The probability of having a pair on the first card is 0, regardless of which card is selected.
For the second card, there are 51 cards left in the deck and 3 of them will form a pair with the card already on the table, so the probability that there is a pair after two cards is:
For the third card, there are 50 cards left in the deck and 6 of them would pair with one of the two cards already on the table (if a pair has not already been formed). As this involves an OR event, we add the probabilities. The probablity that there is pair after three cards is:
(3/51) + (6/50). This sum is less than 1/2.
For the fourth card, there are 49 cards left in the deck, and 9 of them will pair with one of the three cards already on the table (if a pair has not already been formed). The probability that there is a pair after four cards is:
(3/51) + (6/50) + (9/49). This sum is less than 1/2.

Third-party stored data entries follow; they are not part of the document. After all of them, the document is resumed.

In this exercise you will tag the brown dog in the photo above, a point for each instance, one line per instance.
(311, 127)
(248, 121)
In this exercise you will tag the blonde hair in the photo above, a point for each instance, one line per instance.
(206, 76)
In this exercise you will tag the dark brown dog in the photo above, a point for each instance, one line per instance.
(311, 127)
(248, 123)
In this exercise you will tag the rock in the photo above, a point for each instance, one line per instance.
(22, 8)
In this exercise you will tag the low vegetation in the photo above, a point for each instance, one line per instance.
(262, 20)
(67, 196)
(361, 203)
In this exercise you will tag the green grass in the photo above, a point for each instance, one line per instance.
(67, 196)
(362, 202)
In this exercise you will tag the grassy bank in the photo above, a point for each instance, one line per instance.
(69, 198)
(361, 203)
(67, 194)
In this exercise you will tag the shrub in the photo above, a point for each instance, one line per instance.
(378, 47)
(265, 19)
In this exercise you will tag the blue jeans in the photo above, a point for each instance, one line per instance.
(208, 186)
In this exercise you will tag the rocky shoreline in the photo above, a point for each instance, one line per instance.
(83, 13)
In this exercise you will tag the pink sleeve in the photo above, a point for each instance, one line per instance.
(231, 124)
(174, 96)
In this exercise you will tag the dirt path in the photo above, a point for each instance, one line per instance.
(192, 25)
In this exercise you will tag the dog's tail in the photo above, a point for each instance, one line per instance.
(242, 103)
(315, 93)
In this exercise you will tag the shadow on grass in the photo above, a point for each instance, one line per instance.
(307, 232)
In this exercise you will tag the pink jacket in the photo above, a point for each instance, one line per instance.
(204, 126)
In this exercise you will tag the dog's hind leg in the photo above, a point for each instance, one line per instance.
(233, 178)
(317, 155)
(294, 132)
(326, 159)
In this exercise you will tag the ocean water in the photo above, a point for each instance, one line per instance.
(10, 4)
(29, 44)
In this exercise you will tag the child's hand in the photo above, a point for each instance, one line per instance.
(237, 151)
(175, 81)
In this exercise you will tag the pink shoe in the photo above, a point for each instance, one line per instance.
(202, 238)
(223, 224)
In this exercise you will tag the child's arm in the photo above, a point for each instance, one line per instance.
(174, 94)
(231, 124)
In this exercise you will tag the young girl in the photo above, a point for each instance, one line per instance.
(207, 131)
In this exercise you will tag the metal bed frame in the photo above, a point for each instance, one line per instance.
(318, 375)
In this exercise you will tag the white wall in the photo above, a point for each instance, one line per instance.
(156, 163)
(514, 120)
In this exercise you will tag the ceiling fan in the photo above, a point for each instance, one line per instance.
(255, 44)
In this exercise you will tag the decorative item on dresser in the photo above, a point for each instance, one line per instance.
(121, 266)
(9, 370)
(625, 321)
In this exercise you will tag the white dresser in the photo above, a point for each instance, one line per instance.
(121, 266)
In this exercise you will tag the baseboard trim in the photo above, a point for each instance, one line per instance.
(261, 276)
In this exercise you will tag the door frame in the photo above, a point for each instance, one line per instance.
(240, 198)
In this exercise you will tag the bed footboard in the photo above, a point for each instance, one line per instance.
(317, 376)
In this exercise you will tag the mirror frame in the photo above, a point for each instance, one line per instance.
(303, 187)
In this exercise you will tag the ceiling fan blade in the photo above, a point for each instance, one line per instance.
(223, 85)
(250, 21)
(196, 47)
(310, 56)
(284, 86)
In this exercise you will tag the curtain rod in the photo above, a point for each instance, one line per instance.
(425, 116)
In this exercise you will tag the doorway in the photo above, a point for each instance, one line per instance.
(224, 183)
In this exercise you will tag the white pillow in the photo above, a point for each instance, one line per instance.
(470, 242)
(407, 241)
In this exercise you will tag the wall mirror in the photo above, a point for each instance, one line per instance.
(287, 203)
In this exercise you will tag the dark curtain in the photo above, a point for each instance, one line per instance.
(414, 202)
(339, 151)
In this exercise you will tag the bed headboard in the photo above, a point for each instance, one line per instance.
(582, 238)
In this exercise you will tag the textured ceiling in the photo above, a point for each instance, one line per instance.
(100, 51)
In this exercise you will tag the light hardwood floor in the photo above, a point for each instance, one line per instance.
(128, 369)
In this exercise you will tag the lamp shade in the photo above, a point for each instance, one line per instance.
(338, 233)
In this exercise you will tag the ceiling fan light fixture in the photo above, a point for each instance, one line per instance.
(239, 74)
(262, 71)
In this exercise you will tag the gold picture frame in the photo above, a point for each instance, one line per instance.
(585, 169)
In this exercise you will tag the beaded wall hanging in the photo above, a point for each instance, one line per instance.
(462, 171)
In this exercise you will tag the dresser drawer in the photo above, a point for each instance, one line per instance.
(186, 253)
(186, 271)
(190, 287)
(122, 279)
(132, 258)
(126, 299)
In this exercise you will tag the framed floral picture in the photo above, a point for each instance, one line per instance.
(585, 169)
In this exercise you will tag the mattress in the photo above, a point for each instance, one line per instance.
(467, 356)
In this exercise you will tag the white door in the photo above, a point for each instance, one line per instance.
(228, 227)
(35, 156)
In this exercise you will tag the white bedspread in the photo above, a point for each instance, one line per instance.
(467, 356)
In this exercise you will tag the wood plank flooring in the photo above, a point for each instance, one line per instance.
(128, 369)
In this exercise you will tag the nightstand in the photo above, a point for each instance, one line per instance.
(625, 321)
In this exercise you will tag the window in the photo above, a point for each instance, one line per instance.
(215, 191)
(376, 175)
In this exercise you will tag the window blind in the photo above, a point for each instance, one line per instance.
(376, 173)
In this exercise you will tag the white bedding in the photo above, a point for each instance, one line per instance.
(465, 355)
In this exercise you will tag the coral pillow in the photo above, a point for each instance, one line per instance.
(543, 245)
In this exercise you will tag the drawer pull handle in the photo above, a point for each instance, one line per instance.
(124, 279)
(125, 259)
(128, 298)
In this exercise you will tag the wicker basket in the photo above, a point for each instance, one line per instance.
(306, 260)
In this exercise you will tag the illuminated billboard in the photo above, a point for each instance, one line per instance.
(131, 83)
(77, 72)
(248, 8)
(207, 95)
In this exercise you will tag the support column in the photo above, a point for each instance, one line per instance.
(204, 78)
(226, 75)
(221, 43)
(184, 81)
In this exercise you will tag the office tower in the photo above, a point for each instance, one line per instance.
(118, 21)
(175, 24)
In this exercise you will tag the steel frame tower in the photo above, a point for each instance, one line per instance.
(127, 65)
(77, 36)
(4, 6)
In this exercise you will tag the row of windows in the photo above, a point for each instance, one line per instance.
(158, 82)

For the fifth card, there are 48 cards left in the deck, and 12 of them will pair with one of the four cards already on the table (if a pair has not already been formed), so the probability that there is a pair after five cards is:
(3/51) + (6/50) + (9/49) + (12/48). This sum is greater than 1/2, as can be quickly estimated given that the numerators add up to 30, which is clearly more than half of the average denominator of approximately 50.
When you are dealt five cards at random, the probability is greater than 1/2 that you will have a pair after five cards have been dealt.
The correct answer is B.
i'd argue that this OE is not correct.... i'll explain on the first wrong statement in my view:
the probability of having a pair of same value in 3 cards is not 3/51+6/50.
true... for 2 cards probability of a pair is 3/51
but for three cards you have:
the reason for the 6/50 to be added it must be, at the same time that the first two didn't yield a pair (which is 48/51).
to help visualize this correction suppose there are only 3 possible values A,B,C each with two cards... so we have A1,A2,B1,B2,C1,C2 cards...
what is the probability to have 2 of the same letter in a three card drawing...
according to the reasoning of the OE it would be:
1/5 (for the second card)+2/4 (for the third card) = 7/10
there are 120 possibilities for 3 card drawings (6*5*4)
lets count all triplets that contain a pair
A1,A2 (4 out of 120)
A2,A1 (4 out of 120)
similarly (B1 B2), (B2 B1), (C1 C2) and (C2 C1) add 4 each.
total 24 triplets whose first 2 are pair (no surprise... we already calculated it would be 1/5 of 120)
lets count those triplets whose first and third form a pair
similarly for (B1 * B2) (B2 * B1) (C1 * C2) (C2 * C1)
total of 24.
and last, we count those triplets whose second and third form a pair - and in a similar manner we have 24...
total - 72 out of 120. that represent a probability of 0.6 not 0.7 !!!!!
hence you can see that the reasoning of the OE is wrong.
i still think that the answer to the original question is 6 (C).
for 2 cards it would be p(2)=3/51
for 3 cards p(3) = p(2)+(1-p(2))*6/50 = 3/51+48/51*6/50
for 4 cards it is p(4)=p(3) + (1-p(3))*9/49
and so forth.... a bit more complicated formula...
my claim was (and still is) that my approach provide a simpler view of the "opposite" of the required formula. hence help to solve the question correctly.